Hoy, con la entrañable celebración del Domingo de Ramos, comenzamos la Semana Santa. La entrada triunfal de Jesús en Jerusalén, con todo el pueblo unido a una sola voz, alabando su realeza con cantos, vítores y palmas, es el presagio de un amor incondicional, pero arrancado de raíz por la mano violenta del ser humano.
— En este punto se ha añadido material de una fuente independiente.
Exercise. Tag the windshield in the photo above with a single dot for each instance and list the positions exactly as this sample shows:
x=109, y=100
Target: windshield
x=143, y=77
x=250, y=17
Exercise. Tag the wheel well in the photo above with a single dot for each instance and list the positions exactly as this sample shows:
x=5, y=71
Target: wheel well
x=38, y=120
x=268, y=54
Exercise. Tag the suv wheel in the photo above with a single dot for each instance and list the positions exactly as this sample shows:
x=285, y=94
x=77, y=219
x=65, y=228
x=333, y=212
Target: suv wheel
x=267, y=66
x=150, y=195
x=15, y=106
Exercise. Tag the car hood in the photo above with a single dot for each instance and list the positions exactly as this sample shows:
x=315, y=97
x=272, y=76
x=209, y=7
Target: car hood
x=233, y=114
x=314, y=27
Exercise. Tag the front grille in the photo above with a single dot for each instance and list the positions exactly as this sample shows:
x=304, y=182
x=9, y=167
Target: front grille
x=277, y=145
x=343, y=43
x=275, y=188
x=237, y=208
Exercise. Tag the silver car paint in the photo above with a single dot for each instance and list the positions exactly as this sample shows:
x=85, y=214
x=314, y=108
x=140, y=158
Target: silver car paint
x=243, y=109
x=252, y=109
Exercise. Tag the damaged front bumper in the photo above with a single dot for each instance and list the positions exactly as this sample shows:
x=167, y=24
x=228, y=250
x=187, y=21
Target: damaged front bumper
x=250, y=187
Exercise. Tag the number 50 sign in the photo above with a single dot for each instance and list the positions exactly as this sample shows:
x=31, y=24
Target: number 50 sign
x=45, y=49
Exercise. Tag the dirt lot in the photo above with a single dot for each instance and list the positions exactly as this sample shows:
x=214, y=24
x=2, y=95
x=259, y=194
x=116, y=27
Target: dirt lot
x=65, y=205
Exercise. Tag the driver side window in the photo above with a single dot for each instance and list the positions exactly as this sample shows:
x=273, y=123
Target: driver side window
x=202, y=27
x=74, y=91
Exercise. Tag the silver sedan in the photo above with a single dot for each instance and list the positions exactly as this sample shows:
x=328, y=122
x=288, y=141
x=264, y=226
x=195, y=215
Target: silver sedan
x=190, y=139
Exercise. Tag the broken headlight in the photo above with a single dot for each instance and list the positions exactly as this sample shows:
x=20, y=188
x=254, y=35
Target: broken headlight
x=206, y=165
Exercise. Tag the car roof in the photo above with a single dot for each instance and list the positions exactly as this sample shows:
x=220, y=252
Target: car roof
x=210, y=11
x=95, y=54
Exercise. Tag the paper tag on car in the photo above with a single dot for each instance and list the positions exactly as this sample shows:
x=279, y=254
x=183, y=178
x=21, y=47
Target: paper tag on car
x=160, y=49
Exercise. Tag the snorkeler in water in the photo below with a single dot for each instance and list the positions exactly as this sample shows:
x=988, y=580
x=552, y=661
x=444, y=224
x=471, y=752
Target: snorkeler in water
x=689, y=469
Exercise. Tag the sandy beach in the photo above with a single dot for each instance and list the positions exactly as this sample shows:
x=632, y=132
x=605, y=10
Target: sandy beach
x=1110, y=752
Para entrar de lleno en la Semana Santa hemos de abrirle la puerta de nuestro frágil corazón al Señor, poner en su mano con confianza la llave de nuestra vida y dejar que su misericordia nos abrace y nos rehaga desde dentro.

Para vivir los misterios de la Pasión y Muerte de Jesús, os propongo tres caminos: acoger la cruz sin rechazo y con amor, llenar de esperanza el sufrimiento y amar también a nuestros enemigos con humildad, mansedumbre y misericordia.

Acoger la cruz, aceptar la fatiga de su peso y abrazar cada espina del madero es hacerse Eucaristía con el débil, con el hermano que sufre, como padeció el Señor la injusticia de este mundo. La Palabra guarda con sigilo la contraseña, el gesto que da sentido al camino y que lo cambia todo: «Si alguno quiere venir detrás de mí, que se niegue a sí mismo, que tome su cruz y me siga» (Mt 16, 24). Por tanto, poner nuestros pasos en las huellas de Jesús supone aceptar llevar la cruz de cada día, aunque a veces no entendamos sus planes, sus caminos o sus modos. Para ello, hemos de despojarnos de nuestros propios criterios para acoger el plan amoroso de Dios para cada uno de nosotros.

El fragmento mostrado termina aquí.